Under these set of assumptions this implies that:

$$ \mathcal{P}(y^{(i)} \vert x^{(i)}; \theta) = \frac{1}{\sqrt{2\pi}\sigma} exp({-\frac{(y^{(i)} - \theta^T x^{(i)})^2}{2\sigma^2}}) $$

In another way:

$$ y^{(i)} \vert x^{(i)}; \theta \sim N(\theta^T x^{(i)}, \sigma^2) $$

Given $$ x^{(i)}; \theta $$, the probability $$ y^{(i)} $$ of a particular house is a Gaussian with mean $$ \theta^T x^{(i)} $$ and variance $$ \sigma^2 $$.

And so because the way that the price of a house is determined, is by taking $$ \theta^Tx $$, the true price of the house, and then adding noise or adding error of variance $$ \sigma^2 $$ to it. and so this assumption imply that given $$ x; \theta $$, the density of $$ y $$, has that distribution, which is $$ y^{(i)} $$ is the random variable, and $$ \theta^Tx^{(i)} $$ is the mean, and $$ \sigma^2 $$ is the variance of the Gaussian density.

The ; in the equation should be read as parameterized by. The alternative way to write that would be to write , instead of ; and this would be conditioning on $$ \theta $$, but $$ \theta $$ is not a random variable, so you shouldn’t condition on it. Which is why we gonna write ; instead.

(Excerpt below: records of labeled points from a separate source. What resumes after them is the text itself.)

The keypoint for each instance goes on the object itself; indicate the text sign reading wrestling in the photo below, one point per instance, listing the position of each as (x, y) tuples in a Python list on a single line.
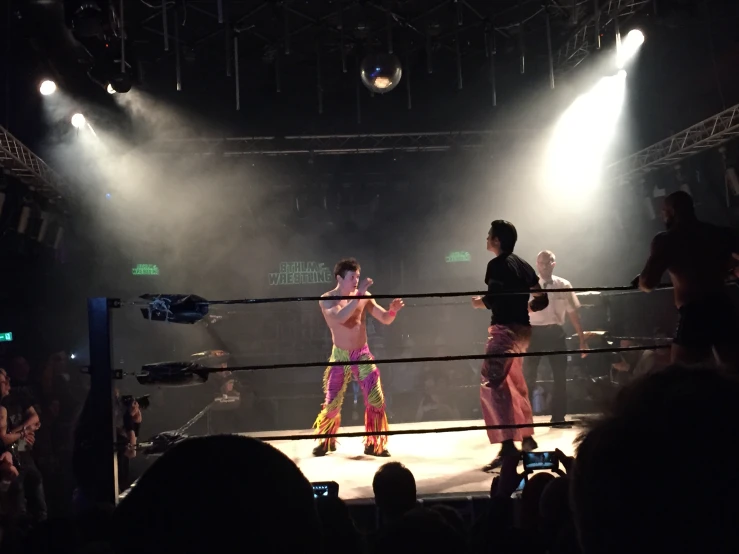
[(458, 256), (301, 273), (145, 269)]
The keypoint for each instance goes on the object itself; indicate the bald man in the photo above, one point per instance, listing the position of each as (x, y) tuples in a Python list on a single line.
[(547, 334), (699, 258)]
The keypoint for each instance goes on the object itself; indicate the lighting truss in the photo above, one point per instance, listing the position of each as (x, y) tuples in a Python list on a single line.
[(20, 162), (336, 144), (705, 135), (583, 41)]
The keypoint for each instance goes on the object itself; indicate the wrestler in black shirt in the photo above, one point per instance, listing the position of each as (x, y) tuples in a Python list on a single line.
[(511, 273)]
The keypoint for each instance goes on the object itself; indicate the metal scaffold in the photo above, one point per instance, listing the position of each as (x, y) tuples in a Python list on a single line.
[(707, 134), (19, 161)]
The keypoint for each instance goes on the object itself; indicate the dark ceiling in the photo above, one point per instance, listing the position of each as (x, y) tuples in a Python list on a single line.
[(292, 56)]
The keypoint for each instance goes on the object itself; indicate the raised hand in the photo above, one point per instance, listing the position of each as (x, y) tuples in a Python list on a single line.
[(364, 286)]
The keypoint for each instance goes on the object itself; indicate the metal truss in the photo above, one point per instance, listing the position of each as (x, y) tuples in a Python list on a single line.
[(705, 135), (583, 41), (321, 145), (20, 162)]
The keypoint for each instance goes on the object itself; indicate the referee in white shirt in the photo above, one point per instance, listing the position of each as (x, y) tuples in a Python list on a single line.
[(548, 333)]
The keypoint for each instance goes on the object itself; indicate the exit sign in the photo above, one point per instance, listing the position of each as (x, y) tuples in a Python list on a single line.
[(458, 256), (145, 269)]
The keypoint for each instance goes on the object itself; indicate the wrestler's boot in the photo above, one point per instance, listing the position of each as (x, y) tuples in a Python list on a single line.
[(507, 448), (375, 418), (335, 381)]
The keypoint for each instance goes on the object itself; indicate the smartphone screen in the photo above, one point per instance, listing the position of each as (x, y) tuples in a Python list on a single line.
[(540, 460), (325, 489)]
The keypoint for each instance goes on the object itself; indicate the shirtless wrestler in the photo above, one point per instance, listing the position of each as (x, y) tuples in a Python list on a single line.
[(698, 256), (347, 320)]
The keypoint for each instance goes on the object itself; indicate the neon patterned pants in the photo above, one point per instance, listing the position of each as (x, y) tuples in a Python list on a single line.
[(359, 366)]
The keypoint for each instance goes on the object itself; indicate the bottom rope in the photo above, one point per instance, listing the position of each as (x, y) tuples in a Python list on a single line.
[(388, 433)]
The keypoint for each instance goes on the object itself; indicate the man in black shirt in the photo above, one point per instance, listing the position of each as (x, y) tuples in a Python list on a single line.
[(18, 425), (504, 396)]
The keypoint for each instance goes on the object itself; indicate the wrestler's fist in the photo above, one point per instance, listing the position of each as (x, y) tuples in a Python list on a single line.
[(364, 286)]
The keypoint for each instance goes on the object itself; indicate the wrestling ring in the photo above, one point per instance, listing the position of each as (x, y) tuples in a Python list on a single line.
[(445, 456)]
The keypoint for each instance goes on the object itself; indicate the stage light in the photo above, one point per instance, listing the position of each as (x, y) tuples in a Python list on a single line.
[(47, 88), (581, 139), (381, 73), (78, 120), (629, 47)]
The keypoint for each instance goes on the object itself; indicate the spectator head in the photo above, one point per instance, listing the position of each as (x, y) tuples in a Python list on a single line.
[(655, 473), (395, 490), (217, 494), (337, 525), (530, 498), (421, 530), (19, 369), (452, 517), (502, 237)]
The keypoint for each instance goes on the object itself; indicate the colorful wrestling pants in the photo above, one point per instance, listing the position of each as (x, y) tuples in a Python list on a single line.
[(335, 380), (504, 397)]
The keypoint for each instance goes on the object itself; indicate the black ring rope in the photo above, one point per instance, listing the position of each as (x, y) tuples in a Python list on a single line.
[(201, 369), (623, 289), (628, 288), (389, 433)]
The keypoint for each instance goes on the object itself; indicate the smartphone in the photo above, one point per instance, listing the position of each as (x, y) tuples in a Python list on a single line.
[(325, 489), (533, 461), (519, 489)]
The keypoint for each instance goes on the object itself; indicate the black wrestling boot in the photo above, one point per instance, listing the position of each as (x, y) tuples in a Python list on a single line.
[(369, 450), (506, 449), (324, 448), (529, 444)]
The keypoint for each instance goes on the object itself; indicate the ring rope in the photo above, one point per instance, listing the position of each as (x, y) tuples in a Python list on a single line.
[(354, 434), (200, 369), (273, 300), (628, 288)]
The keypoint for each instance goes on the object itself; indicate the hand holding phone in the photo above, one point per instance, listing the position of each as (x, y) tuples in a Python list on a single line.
[(325, 489), (533, 461)]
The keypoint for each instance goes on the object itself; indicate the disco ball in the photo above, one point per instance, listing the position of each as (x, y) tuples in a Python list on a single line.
[(381, 72)]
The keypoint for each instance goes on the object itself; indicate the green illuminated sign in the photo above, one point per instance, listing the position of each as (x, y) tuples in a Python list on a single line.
[(458, 256), (301, 273), (145, 269)]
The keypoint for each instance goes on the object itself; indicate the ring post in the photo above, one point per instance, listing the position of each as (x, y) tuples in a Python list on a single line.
[(101, 399)]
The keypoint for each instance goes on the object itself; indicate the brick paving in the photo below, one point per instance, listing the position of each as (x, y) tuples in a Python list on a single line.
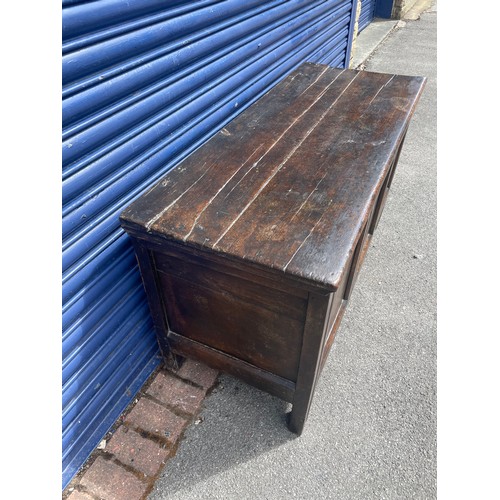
[(145, 436)]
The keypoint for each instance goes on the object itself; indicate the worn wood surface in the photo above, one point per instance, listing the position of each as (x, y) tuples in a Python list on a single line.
[(250, 248), (291, 178)]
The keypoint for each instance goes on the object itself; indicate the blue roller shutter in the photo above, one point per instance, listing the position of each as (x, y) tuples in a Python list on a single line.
[(366, 14), (144, 84)]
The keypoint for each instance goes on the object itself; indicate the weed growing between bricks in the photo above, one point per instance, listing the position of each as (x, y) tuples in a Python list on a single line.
[(145, 436)]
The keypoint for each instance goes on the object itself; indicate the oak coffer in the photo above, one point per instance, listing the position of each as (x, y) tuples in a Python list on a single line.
[(250, 247)]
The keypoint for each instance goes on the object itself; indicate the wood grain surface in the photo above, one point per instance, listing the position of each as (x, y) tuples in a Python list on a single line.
[(289, 183)]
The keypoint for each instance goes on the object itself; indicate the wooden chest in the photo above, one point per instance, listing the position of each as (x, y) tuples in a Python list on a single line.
[(249, 248)]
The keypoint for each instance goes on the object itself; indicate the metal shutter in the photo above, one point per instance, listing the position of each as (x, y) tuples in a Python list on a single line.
[(144, 84), (366, 14)]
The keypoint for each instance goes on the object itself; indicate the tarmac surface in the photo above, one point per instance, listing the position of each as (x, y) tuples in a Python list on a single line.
[(371, 431)]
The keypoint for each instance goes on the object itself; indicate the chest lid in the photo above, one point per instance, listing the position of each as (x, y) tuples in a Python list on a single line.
[(288, 184)]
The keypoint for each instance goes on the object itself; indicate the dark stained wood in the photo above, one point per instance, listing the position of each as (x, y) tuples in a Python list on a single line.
[(250, 247), (269, 382), (282, 186), (310, 360)]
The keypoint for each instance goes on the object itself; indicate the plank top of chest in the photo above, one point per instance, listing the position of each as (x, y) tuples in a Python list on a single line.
[(289, 183)]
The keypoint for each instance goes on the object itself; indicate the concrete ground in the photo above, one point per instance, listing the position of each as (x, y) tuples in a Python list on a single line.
[(371, 432)]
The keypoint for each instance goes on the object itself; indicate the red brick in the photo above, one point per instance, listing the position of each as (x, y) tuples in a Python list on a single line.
[(79, 495), (138, 452), (198, 373), (176, 393), (150, 416), (110, 481)]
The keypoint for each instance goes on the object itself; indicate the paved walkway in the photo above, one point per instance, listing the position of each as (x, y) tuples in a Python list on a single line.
[(371, 432)]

So, it turns out that, if you are willing to make those assumptions, then linear regression, falls out almost naturally of the assumptions we just made. And in particular, under the assumptions we just made, the likelihood of the parameters $$ \theta $$ which is defined as the probability of the $$ \theta $$ given the data, is:

$$ \mathscr{L}(\theta) = \mathcal{P}(\hat{y} \vert x; \theta) $$
$$ = \prod_{i=1}^m \mathcal{P}(y^{(i)} \vert x^{(i)}; \theta) $$

And because the error terms are IID to each other, so the probability of all of the observations, of all the values of $$ y $$ in your training set is equal to the product of the probabilities, because of the independence assumption we made.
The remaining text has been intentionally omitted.